Bald ist der Tag der Muttersprache. Diesen Unesco-Tag gibt es seit 1952, als Studenten für die Sprache auf die Straße gingen. Damals hatte Pakistan beschlossen, dass Urdu die einzige Sprache für Pakistan und das heutige Bangladesch sei – obwohl Bengalisch für mehr als die Hälfte der betroffenen Bevölkerung Muttersprache war. Dem friedlichen Protest wurde mit Gewalt begegnet, viele Studenten starben. Dieser jährliche Tag soll uns daran erinnern, dass Sprachen für unterschiedliche Kulturen stehen, die es zu bewahren gilt. 

Bei uns wird dieser Tag der Muttersprache vor allem als Plädoyer für die Mehrsprachigkeit aufgegriffen. Oft hilft es besonders Kindern, ihre eigene Muttersprache beim Erlernen einer neuen Sprache beizubehalten, anstatt diesen Lernprozess zu behindern. Darum haben wir auch bilinguale Bücher in unser Verlagsprogramm aufgenommen.

So gut die Betonung des Mehrsprachigkeitsgedankens auch intendiert sein mag, sie wird dem Ursprung und der Bedeutung des Tages der Muttersprache nicht gerecht.
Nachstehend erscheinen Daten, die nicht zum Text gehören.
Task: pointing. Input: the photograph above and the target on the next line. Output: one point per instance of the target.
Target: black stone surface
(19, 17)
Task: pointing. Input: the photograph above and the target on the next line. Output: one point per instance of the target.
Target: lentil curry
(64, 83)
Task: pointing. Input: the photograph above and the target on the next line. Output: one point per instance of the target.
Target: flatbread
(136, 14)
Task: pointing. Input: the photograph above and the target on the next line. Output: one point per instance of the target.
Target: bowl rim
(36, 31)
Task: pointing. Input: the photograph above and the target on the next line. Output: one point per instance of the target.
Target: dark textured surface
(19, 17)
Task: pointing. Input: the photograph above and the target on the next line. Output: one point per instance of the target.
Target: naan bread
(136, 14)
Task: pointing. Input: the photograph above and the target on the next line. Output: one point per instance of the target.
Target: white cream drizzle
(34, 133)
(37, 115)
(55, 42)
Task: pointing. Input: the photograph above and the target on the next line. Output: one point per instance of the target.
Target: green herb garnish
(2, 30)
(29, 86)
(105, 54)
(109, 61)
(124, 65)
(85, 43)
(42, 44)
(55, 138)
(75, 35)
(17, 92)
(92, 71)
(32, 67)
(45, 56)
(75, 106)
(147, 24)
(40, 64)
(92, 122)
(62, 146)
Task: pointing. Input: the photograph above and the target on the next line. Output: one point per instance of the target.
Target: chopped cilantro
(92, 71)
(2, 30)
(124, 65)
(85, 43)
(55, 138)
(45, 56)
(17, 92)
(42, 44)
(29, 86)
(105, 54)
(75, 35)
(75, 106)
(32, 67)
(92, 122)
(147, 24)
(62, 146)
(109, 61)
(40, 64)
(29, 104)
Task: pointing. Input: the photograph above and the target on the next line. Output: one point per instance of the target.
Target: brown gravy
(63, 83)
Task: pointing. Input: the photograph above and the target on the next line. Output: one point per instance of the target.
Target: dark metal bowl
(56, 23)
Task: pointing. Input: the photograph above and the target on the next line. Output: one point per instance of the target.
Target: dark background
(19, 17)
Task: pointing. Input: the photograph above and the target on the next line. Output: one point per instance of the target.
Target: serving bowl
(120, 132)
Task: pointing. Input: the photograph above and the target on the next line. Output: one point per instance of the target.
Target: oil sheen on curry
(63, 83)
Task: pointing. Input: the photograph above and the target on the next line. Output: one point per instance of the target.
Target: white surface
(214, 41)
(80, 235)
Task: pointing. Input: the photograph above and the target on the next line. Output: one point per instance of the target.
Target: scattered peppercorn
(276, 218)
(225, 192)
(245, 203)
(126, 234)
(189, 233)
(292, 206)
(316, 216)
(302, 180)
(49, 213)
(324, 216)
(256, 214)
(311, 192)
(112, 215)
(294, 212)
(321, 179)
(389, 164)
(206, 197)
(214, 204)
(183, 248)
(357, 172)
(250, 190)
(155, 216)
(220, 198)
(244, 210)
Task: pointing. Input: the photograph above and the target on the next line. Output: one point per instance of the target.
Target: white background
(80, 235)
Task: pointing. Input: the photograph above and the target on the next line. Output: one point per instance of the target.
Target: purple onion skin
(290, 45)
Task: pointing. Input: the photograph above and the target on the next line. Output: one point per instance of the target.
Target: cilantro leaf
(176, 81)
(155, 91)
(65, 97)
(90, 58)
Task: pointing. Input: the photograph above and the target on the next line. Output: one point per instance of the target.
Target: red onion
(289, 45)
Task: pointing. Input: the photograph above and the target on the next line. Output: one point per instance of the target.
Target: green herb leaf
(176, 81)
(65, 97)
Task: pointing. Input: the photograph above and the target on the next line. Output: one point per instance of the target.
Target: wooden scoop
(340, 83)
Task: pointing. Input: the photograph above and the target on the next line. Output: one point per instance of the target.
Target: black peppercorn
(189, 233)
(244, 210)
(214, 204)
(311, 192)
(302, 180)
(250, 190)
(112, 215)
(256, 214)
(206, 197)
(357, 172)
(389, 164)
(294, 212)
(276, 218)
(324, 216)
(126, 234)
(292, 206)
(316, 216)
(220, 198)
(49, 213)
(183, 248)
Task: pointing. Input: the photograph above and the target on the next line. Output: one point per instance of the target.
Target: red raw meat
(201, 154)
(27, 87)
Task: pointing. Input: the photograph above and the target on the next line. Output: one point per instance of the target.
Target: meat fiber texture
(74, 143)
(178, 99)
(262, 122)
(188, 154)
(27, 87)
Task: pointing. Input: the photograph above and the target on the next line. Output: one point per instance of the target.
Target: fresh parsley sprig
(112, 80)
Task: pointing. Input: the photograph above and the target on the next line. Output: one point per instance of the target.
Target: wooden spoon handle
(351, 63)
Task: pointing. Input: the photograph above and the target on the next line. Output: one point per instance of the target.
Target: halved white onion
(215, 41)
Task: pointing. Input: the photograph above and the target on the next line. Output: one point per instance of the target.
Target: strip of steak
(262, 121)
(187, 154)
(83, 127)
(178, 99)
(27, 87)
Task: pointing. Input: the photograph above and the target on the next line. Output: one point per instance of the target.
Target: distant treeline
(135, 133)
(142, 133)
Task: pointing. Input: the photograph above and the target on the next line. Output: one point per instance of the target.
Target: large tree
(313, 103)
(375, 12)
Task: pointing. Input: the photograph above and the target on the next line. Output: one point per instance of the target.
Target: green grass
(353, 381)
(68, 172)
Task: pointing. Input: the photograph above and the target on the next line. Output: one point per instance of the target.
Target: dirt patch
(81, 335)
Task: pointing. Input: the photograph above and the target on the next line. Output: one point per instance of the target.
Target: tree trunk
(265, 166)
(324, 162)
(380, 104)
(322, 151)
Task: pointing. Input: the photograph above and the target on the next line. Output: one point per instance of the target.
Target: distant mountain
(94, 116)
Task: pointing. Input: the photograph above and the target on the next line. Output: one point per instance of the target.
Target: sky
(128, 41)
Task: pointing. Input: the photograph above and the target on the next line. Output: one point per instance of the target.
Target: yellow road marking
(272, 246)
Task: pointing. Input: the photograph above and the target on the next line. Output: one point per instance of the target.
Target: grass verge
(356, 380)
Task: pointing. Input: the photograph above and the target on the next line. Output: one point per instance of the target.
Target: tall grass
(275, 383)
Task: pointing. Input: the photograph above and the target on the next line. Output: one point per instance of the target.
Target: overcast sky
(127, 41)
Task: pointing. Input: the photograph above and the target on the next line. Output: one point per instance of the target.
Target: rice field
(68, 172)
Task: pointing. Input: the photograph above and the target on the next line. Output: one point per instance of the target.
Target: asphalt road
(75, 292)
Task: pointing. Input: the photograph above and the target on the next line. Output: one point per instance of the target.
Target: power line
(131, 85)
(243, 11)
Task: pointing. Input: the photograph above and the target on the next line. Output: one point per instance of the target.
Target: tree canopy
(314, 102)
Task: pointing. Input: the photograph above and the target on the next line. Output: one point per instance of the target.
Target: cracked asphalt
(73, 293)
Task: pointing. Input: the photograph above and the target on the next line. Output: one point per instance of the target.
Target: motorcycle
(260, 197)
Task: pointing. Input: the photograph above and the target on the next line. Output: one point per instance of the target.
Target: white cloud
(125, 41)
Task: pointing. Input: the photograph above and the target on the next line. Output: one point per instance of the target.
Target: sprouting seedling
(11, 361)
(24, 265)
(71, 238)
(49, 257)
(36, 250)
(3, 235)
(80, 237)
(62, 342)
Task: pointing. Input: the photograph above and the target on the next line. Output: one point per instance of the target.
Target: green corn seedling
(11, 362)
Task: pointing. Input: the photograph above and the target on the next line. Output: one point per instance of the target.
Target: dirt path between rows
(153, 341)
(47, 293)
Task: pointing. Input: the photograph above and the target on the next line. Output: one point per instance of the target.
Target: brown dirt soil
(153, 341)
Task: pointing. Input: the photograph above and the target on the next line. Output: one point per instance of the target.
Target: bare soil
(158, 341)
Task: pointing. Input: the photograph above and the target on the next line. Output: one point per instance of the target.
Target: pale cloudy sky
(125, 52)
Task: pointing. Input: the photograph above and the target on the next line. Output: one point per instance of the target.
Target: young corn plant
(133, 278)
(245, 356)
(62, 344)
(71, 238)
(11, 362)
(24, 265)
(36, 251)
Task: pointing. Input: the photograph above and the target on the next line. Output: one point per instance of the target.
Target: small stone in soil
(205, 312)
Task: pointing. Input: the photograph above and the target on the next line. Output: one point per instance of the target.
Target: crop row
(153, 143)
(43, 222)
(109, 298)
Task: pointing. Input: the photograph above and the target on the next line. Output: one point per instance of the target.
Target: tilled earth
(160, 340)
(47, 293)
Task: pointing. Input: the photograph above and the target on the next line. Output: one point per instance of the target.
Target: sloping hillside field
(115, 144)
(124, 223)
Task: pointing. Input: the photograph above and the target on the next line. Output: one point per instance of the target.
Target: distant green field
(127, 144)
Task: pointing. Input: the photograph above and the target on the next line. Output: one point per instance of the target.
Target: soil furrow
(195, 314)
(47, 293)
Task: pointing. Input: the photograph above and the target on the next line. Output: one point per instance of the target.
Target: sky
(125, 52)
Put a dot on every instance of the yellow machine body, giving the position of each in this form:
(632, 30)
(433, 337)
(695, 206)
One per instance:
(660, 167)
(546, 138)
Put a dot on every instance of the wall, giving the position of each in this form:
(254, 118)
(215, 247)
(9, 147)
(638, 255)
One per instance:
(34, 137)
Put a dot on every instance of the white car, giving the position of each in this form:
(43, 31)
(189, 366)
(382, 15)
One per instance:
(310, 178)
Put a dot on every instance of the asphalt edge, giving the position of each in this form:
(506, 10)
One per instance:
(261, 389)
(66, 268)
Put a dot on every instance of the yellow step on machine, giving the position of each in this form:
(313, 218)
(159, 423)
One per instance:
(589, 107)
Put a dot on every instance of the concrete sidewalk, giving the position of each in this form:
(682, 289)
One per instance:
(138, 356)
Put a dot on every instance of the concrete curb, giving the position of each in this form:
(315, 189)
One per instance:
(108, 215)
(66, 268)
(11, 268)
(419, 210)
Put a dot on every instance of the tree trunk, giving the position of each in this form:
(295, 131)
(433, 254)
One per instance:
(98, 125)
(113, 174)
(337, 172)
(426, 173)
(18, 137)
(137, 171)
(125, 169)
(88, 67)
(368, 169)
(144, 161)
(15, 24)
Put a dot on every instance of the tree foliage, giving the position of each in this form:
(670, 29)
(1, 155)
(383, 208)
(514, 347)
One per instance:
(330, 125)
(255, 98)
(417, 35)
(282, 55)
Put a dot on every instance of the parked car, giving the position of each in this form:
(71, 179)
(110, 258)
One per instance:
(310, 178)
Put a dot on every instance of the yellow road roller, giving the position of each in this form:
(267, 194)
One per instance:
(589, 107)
Es geht im Grunde um kulturelle Vielfalt. Die Sprachen verschwinden mit der Geschwindigkeit der Zerstörung des tropischen Regenwaldes. Es gibt etwa 7000 Sprachen auf der Welt und mit den großen Veränderungen in der Welt - vor allem der Globalisierung - sind sie zunehmend bedroht. Auch spezielle Sprachen wie beispielsweise die Klicksprache der Khoisan im südlichen Afrika sind bedroht. Und das ist schlimm. 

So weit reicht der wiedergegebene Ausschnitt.